The same is true for other life-threatening chronic diseases like kidney failure, where patients survive depending on regular dialysis! People with hypertension or diabetes also need adequate care to avoid premature death due to a sudden heart attack or stroke or kidney failure or metabolic complications in the absence of regular supervised treatment.
Globally, 5.5 million children under the age of five die from malnutrition. This number can greatly increase after this pandemic ends. They also need priority to access food not only after lifting the block, but also during this phase.
These patients also have a right to survive and this is just the tip of the iceberg!

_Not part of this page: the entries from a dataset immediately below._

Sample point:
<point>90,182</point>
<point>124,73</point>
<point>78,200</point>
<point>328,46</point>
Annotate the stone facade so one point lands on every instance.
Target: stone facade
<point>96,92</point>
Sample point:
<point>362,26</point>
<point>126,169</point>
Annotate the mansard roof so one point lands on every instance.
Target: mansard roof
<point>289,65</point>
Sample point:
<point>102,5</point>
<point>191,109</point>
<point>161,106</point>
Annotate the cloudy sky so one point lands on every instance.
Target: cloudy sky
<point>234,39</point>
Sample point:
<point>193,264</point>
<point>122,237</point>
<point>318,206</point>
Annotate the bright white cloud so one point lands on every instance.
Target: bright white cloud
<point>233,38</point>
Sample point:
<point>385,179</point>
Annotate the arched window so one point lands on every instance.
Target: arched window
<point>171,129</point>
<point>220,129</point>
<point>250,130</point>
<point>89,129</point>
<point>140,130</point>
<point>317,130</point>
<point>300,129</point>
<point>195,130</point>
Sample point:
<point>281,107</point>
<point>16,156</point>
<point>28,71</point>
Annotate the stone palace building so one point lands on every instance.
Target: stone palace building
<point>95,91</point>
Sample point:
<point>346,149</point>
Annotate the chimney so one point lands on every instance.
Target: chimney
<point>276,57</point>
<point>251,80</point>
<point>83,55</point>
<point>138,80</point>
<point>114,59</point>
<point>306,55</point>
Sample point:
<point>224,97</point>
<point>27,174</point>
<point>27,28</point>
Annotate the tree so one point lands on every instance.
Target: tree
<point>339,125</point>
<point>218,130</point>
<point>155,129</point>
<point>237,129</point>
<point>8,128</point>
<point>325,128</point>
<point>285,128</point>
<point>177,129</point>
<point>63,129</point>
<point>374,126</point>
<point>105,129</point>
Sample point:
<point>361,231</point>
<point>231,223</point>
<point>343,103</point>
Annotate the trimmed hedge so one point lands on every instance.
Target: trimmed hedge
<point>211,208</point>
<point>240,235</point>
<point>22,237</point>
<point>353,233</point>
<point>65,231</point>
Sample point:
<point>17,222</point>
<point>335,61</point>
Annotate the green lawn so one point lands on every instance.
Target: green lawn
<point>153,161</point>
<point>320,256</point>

3. Resumption of treatment and prevention of communicable diseases: in 2018, more than 1,40,000 people died of measles; in 2017, 13 lakh people died of tuberculosis (data source from the WHO website). Measles is a vaccine-preventable disease. Among tuberculosis patients, many are MDR or XDR that require intense controlled treatment. Many other deadly infectious diseases can be prevented through vaccination only. Routine immunization, including pulse polio, is greatly affected due to blockage. It is now important to safeguard millions of newborn children and others by resuming vaccination by providing treatments (such as DOTS in tuberculosis patients or antiretroviral treatment in HIV / AIDS patients) at the right time in the right way. Otherwise, there is always the fear of seeing thousands of deaths from such conditions (many will eventually go unnoticed since not all of these are analyzed or controlled as rigorously as in COVID-19).
4. Resumption of blood donation services: there is a crisis of blood and blood components. Sufficient blood donations are not possible during this blockage due to fear of the spread of infection. It will be important to resume such activities with priority. The demand for the same will be high after lifting the lock.
5. Resume the industry related to emergency care: not only for money, the industry and businesses must function to serve people in many ways, including the manufacture of essential items, food, machines necessary for different sectors involved in the emergency care and routine livelihoods, etc. A tiered government plan already exists. Over time, many more sectors will need to function. It is important to establish the structure of such functions to avoid infection between these groups.
6. Restricted closure survey: Wuhan in China followed a restricted closure survey model to avoid further increase in cases. Public transportation, including railways, airlines must frame and implement physical distance regulations even after this block ends. Gathering in public places, gatherings should be banned even longer until the virus is under control. The necessary public awareness and preparedness campaigns must start beforehand to sensitize people.
7. Encourage work from home: This blockade has shown that, at least in some cases, work from home is a reasonably valid option. That will not only reduce the risk of infection, but it will also reduce car loading and road transport and subsequent contamination. Studies show that contamination worsens the coronavirus outbreak. Let the world breathe.
The world will not look the same after this blockade ends. It will look good in some ways; it will look terrible on others. Priorities should be based on the need for a particular geographic area, its people, its lifestyle, etc. However, few things remain basic as always. They have access to food, a roof over their heads, clothing for modesty, and life-saving medical services. And we have to keep our compassion intact. Rest can wait.